Sydney / Tokyo: Asian stocks rose for a second day on Tuesday as earnings reports and brokerage upgrades boosted confidence that corporate profits are recovering from the global recession.
Aioi Insurance Co. Ltd climbed 4.2% in Tokyo on higher profit, even after a magnitude 6.5 earthquake injured at least 40 people in Japan. Tencent Holdings Ltd, operator of China’s biggest online chat service, rose 5.2% in Hong Kong amid analyst predictions the company will report higher earnings on Wednesday.
The MSCI Asia Pacific Index rose 0.7% to 112.50 at 7.22pm in Tokyo. The gauge has gained 59% from a five-year low on 9 March on speculation of a global economic recovery.
Stocks in the measure are valued at an average 24 times estimated profit, higher than the MSCI World Index’s 17 times.
“Investor sentiment remains resilient with the global economy and company earnings on the mend,” said Yoshinori Nagano, a strategist at Tokyo-based Daiwa Asset Management Co.
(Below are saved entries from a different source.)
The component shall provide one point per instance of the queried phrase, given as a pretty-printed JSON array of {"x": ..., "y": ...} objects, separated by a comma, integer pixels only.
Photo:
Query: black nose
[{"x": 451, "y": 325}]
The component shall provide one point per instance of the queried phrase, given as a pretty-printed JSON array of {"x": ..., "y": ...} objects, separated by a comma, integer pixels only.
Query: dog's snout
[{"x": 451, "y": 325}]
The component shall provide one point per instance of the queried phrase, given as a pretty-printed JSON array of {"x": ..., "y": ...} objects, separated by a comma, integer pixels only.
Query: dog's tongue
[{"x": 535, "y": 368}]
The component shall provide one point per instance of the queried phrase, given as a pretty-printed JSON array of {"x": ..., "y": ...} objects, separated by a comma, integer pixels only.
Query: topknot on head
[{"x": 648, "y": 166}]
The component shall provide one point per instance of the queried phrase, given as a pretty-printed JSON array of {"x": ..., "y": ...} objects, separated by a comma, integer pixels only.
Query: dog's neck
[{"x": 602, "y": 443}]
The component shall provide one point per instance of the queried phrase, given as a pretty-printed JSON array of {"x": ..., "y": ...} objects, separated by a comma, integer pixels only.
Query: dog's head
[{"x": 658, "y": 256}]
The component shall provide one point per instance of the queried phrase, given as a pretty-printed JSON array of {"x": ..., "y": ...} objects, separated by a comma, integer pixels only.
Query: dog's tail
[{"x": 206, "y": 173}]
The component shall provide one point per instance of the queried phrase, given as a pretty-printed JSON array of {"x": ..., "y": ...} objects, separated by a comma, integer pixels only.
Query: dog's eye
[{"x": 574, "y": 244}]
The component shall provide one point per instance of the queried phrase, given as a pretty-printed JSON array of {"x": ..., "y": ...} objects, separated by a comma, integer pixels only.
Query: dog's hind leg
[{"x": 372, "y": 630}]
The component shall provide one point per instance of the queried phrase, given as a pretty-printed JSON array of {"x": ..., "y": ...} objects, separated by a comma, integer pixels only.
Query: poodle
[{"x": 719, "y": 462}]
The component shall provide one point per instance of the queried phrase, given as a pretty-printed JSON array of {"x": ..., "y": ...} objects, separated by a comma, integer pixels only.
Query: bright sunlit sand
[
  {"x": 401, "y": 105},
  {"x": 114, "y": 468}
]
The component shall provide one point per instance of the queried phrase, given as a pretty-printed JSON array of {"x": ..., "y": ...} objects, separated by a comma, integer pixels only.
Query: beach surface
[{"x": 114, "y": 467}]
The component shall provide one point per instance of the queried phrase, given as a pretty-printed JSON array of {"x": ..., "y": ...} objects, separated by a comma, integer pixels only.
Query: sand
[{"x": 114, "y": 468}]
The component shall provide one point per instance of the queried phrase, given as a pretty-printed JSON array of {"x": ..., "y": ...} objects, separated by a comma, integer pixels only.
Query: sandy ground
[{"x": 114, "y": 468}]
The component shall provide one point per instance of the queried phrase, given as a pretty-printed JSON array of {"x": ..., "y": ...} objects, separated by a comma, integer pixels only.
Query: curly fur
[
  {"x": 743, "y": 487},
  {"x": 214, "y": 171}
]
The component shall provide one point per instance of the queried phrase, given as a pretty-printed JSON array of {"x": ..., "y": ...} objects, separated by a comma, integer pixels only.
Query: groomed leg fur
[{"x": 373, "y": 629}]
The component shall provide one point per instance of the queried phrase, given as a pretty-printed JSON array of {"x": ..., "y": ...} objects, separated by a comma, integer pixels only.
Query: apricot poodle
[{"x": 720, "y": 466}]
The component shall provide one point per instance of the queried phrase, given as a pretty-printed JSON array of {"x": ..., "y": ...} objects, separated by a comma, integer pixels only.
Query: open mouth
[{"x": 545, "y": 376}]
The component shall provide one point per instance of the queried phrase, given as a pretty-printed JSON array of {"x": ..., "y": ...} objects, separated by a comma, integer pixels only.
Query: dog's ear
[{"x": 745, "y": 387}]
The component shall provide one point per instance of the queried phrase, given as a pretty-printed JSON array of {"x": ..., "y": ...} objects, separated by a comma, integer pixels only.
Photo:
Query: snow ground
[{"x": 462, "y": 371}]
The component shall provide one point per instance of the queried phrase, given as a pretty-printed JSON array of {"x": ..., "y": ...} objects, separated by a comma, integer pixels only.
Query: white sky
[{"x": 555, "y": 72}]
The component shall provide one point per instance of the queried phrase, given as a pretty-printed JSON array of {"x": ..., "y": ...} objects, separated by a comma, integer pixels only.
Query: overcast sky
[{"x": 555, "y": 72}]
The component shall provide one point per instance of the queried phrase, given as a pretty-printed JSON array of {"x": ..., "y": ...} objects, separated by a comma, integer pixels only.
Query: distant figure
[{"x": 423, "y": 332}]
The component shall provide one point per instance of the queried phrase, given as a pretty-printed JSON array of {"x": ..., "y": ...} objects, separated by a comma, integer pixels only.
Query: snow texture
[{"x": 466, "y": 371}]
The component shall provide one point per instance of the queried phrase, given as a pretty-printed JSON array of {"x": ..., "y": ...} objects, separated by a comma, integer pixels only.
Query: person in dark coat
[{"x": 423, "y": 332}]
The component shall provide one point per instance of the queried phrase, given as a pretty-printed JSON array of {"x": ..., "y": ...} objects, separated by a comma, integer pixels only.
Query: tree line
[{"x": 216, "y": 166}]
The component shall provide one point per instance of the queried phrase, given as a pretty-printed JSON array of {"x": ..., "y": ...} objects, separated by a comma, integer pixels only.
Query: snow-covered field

Ltd, which oversees the equivalent of $89 billion (Rs4.26 trillion).
Japan’s Nikkei 225 Stock Average added 0.6%, while Hong Kong’s Hang Seng Index advanced 0.7%. The Taiex Index gained 0.4% in Taiwan, where as many as 500 people are feared dead after a typhoon caused a mudslide.
The Shanghai Composite Index added 0.5% as the statistics bureau said the nation’s retail sales expanded.
Futures on the Standard and Poor’s (S&P) 500 Index lost 0.1%. US stocks fell on Monday, led by commodity producers and retailers, after four straight weeks of gains left the S&P 500 trading at the highest level relative to earnings since 2004.
The US gauge had declined 0.3% on Monday.
The earthquake hit 23km below the seabed 170km from Tokyo at 5.07am local time, shaking buildings in the capital, the Japan Meteorological Agency said on its website.
“Speculators are buying earthquake-related shares for quick returns,” said Masayoshi Yano, an analyst at Tokyo-based Meiwa Securities Co. Ltd.
One-third of the 443 firms in the MSCI Asia Pacific Index that have reported quarterly results so far have beaten analysts’ profit estimates, while 16% have missed, according to data compiled by Bloomberg.
Better-than-expected earnings and economic reports worldwide have driven stocks higher since March, lifting the average valuation of the MSCI Asia Pacific’s companies to a four-month high of 25 times estimated profit on 28 July.
Data last week showed Australian employers unexpectedly added jobs and pointed to improving manufacturing industries in China, Europe and the US.
The MSCI Asia Pacific’s 14-day relative strength index, which measures how rapidly prices have risen or fallen, rose to 67 on Tuesday, three points below the threshold some investors use as a signal to sell.
Kotaro Tsunetomi and Akiko Ikeda in Tokyo contributed to this story.